The business impact runs much deeper than deflection. Customer preference for the agent has climbed from 50% to 78% since deployment began. CSAT scores for agent-handled interactions are within four percentage points of human-handled ones. And over the past year, Kogan.com absorbed a 20% increase in sales volume with a 10% drop in customer servicing costs.
Kogan.com is already building toward the next chapter. Agentforce Voice is in testing, representing Kogan.com’s first-ever inbound voice channel. The same agent logic that runs in chat will carry over to voice, adding a new channel without rebuilding the system. Product returns are expanding beyond TVs to robo vacuums and portable AC units, adding roughly 7% more total case volume. And Kogan.com has already extended the deployment to Mighty Ape, another brand in the Kogan Group, taking a proven architecture to a new surface.

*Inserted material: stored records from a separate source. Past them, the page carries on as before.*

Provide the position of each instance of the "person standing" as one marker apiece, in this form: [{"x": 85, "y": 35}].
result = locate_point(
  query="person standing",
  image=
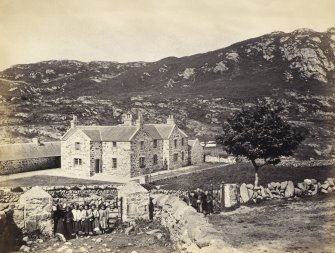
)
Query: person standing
[
  {"x": 76, "y": 212},
  {"x": 103, "y": 216},
  {"x": 68, "y": 222},
  {"x": 95, "y": 223},
  {"x": 151, "y": 209}
]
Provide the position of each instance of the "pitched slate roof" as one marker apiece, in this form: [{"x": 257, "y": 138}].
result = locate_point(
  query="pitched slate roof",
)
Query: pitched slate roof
[
  {"x": 105, "y": 133},
  {"x": 21, "y": 151}
]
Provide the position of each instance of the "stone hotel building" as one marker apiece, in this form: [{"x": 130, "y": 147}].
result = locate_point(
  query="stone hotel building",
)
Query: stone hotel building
[{"x": 126, "y": 150}]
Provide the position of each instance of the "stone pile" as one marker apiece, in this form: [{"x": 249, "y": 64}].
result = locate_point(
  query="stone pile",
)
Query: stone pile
[
  {"x": 189, "y": 230},
  {"x": 285, "y": 189}
]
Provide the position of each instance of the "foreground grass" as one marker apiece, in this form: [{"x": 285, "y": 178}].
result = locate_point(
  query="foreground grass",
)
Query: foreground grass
[
  {"x": 244, "y": 173},
  {"x": 44, "y": 180}
]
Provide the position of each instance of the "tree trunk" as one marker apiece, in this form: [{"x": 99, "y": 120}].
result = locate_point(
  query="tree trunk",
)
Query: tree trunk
[
  {"x": 256, "y": 176},
  {"x": 256, "y": 172}
]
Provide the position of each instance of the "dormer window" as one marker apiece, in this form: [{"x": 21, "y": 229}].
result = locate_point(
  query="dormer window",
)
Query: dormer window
[{"x": 77, "y": 145}]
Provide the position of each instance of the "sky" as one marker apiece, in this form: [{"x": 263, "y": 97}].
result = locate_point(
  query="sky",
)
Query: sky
[{"x": 144, "y": 30}]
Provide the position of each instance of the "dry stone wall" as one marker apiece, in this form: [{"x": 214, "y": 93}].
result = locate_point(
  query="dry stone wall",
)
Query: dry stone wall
[
  {"x": 32, "y": 164},
  {"x": 189, "y": 230}
]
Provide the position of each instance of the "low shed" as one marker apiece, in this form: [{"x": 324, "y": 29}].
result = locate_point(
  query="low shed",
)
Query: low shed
[{"x": 23, "y": 157}]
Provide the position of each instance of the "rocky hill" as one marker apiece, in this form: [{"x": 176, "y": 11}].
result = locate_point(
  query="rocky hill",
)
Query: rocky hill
[{"x": 294, "y": 68}]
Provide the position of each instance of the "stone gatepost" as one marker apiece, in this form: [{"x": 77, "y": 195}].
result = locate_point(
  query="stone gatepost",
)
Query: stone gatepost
[
  {"x": 229, "y": 195},
  {"x": 37, "y": 208},
  {"x": 135, "y": 200}
]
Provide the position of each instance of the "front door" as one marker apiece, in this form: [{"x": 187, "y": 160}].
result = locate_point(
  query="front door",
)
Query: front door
[{"x": 97, "y": 166}]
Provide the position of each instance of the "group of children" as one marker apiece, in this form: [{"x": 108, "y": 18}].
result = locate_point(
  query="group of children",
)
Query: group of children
[
  {"x": 202, "y": 201},
  {"x": 73, "y": 220}
]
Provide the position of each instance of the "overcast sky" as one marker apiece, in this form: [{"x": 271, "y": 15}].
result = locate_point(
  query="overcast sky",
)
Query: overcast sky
[{"x": 146, "y": 30}]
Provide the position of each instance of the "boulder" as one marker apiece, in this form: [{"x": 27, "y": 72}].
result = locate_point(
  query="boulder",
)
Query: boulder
[
  {"x": 297, "y": 192},
  {"x": 308, "y": 182},
  {"x": 324, "y": 191},
  {"x": 330, "y": 181},
  {"x": 301, "y": 186},
  {"x": 244, "y": 193},
  {"x": 289, "y": 191},
  {"x": 250, "y": 186},
  {"x": 325, "y": 186},
  {"x": 283, "y": 185}
]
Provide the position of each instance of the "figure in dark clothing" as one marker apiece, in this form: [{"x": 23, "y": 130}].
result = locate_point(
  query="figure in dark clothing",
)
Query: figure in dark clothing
[
  {"x": 68, "y": 222},
  {"x": 193, "y": 200},
  {"x": 151, "y": 209},
  {"x": 59, "y": 220}
]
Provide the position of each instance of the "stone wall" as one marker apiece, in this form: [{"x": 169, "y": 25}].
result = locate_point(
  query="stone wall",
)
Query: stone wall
[
  {"x": 32, "y": 164},
  {"x": 180, "y": 148},
  {"x": 286, "y": 189},
  {"x": 146, "y": 152},
  {"x": 196, "y": 153},
  {"x": 69, "y": 152},
  {"x": 189, "y": 230}
]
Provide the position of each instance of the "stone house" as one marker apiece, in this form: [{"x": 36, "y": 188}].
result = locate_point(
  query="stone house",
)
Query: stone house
[
  {"x": 126, "y": 150},
  {"x": 195, "y": 152},
  {"x": 22, "y": 157}
]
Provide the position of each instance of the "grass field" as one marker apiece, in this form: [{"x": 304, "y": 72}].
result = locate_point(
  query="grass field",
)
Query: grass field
[
  {"x": 244, "y": 173},
  {"x": 44, "y": 180}
]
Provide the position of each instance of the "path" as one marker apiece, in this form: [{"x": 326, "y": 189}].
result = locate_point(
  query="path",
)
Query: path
[{"x": 101, "y": 177}]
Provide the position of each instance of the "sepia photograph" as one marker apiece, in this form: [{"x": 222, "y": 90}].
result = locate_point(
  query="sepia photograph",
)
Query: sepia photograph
[{"x": 180, "y": 126}]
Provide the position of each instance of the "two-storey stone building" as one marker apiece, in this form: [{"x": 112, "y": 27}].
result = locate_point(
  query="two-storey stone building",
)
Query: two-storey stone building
[{"x": 127, "y": 150}]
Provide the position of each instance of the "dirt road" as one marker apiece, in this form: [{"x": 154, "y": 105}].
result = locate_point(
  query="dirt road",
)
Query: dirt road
[{"x": 305, "y": 225}]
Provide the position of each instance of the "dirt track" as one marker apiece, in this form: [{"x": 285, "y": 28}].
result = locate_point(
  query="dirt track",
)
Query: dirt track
[{"x": 305, "y": 225}]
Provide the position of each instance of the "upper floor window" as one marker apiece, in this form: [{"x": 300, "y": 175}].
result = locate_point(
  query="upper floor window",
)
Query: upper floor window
[
  {"x": 114, "y": 163},
  {"x": 77, "y": 162},
  {"x": 155, "y": 160},
  {"x": 142, "y": 162},
  {"x": 175, "y": 157},
  {"x": 77, "y": 145}
]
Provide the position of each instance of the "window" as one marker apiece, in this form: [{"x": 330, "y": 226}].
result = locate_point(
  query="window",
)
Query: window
[
  {"x": 77, "y": 145},
  {"x": 114, "y": 163},
  {"x": 142, "y": 162},
  {"x": 175, "y": 157},
  {"x": 155, "y": 159},
  {"x": 77, "y": 162}
]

Three things Kogan.com learned
Lesson 1: Know where to draw the line between deterministic and generative
Kogan.com’s earliest builds with Agent Script applied deterministic control broadly, enforcing if/else branching for flows that didn’t actually need it. The team found that over-specifying creates its own problems: rigid trees are harder to maintain and break in unexpected ways when customers go off-script. The rule they landed on is simple: use Agent Script where the sequence is non-negotiable and a missed step has real consequences. Leave everything else to the LLM. Product returns need determinism. Order status lookups don’t.
Lesson 2: Let the data tell you where to invest
Kogan.com didn’t guess which use cases to build next — they looked at what customers were actually asking. Order management came first because WISMO queries alone accounted for 60% of contact volume. Returns and membership followed the same logic. The roadmap is essentially a ranked list of contact frequency, and that discipline hasn’t stopped: automated returns are expanding to Robo Vacuums and Portable AC because the data shows those categories account for roughly 7% of remaining case volume. The next use case is always the one customers are already asking for.
Lesson 3: Let the team closest to customers own the agent
The people who know what customers actually ask — and where answers fall short — are in the contact center, not in engineering. Kogan.com’s customer care team drives the agent’s development, which means improvements are grounded in real domain knowledge rather than abstracted requirements. The technology gives them the surface to build on; the expertise is already there.